第百四十二話:怪物か、魔物か


 馬車に揺られてどれくらいの時間が経っただろう、俺は窓越しに見える光景を眺めながらふと声を上げた。


「ここら辺りはもうエーデルシュタイン領なんだっけ?」


「正確に言えば旧エーデルシュタイン領ですな、現在は」


「ああ、爵位を返上しているから……そこら辺、宙に浮いているのか? いや、でももう十年以上も前だぞ」


「無論、領地の一部に関しては治められそうな貴族に任せたりしたのですが……少々問題がありまして、旧エーデルシュタイン領の大部分は国の預かりということになっております」


「問題……ねぇ」


 アルフレッドの言葉に俺はチラリッと外を改めて見る。

 ≪エンリル≫へと向かう街道を進んでいるのだが、その様子が徐々にみすぼらしくなっているように感じた。

 それでも辺境伯領の都市を結ぶ街道よりはしっかりとした作りとなっているが、人の手による整備がしばらくの間行われず、自然に晒さられるままとなっていたかのようだ。
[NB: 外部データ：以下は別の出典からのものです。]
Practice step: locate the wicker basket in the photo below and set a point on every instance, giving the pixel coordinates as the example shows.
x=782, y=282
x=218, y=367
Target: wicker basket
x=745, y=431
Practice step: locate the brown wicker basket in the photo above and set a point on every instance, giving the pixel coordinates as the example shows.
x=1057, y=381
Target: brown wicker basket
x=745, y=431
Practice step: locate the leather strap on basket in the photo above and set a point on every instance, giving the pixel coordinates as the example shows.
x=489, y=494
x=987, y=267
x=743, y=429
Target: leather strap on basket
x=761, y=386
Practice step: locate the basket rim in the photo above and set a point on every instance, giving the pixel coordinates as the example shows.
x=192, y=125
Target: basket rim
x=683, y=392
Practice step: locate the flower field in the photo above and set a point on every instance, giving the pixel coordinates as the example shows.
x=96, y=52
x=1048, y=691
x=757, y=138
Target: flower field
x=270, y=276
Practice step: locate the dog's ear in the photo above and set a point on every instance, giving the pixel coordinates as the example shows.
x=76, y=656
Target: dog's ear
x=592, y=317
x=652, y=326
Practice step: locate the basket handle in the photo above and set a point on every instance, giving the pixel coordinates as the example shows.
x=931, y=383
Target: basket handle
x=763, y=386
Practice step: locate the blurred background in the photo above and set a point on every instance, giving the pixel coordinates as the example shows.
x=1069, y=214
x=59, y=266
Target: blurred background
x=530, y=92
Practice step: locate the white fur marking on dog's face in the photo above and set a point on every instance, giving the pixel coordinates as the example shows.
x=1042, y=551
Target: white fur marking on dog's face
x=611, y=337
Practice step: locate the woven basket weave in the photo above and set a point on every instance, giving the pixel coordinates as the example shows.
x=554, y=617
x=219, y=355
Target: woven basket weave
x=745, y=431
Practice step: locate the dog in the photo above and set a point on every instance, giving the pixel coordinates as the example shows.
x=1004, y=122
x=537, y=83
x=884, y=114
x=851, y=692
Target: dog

 そして、更にここに来るまでの道中、すれ違う人の数も減ってきているようにも感じた。


「これは一体……俺たちが向かっている場所は元公爵領の主都だろう? 壊滅的な被害を受けたとは聞いたが相応に復興していてもいい頃合いじゃないか?」


 公爵家ほどの家が所有している領地の主都ともなればそれは国の要地とも言うべき場所だ。

 交易の中継地なり、そこでしか手に入らないものがあったり、言葉を憚らずに言えばだ。


「確か聞いた話では海産資源などが豊富に採れたとかで有名だったとか……」


「ええ、≪エンリル≫産の海産物は一流でして……他には真珠や珊瑚等々」


「それなのに何故? 放っておいても勝手に栄えそうに思える」


 嘘か真か一年を通して豊富な種類の海産物が取れるという噂さえあったらしい、流石にそれは法螺だとしても好立地な領地であるのは間違いない、ポテンシャルは十分にあるのだから十年もあれば立て直すのも難しくはないと思ったのだが……。


「≪海からの魔物≫、のせいだ」


「……確か≪エンリルの悲劇≫を引き起こしたというモンスター」


「ああ、そうだ。アリーは≪海からの魔物≫についてはどれぐらい知っている?」


「いや、詳しいことは……。単に海からやってきた強大なモンスターに≪エンリル≫が滅ぼされたと――……ん? そういうことか」


 そこで俺はあることに気付いた。


「つまりはそういうことよ、アリー。≪エンリルの悲劇≫について知ってても、その後の顛末については知らなかっただろう? 普通はその後のオチと一緒に話は広まるものさ、それが無いっていうのは終わってないということなのさ」


「≪エンリルの悲劇≫を引き起こした≪海からの魔物≫……ヤツは災厄だけを振りまき、そのまま行方をくらましてしまったのです」


「後に国の命令によって三度も調査と討伐のための軍が編成され投入されるも、結局のところは手掛かりさえつかめないまま……今に至るってことさ。≪海からの魔物≫はその名前の通り、海からやってきたこと以外、正体不明の魔物モンスターなんだ」


「正体不明……」


「そう、討伐されたわけでも無く、その消息も正体も杳として知れないまま……今、生きているかも死んでいるかもわからない」


「なるほど、それじゃあ≪エンリル≫の立て直しは難しいだろうな」


 ≪エンリルの悲劇≫を引き起こしたモンスターが今も何処かで生きているかもしれない、そして忘れた時にまた襲撃してくるかもしれない。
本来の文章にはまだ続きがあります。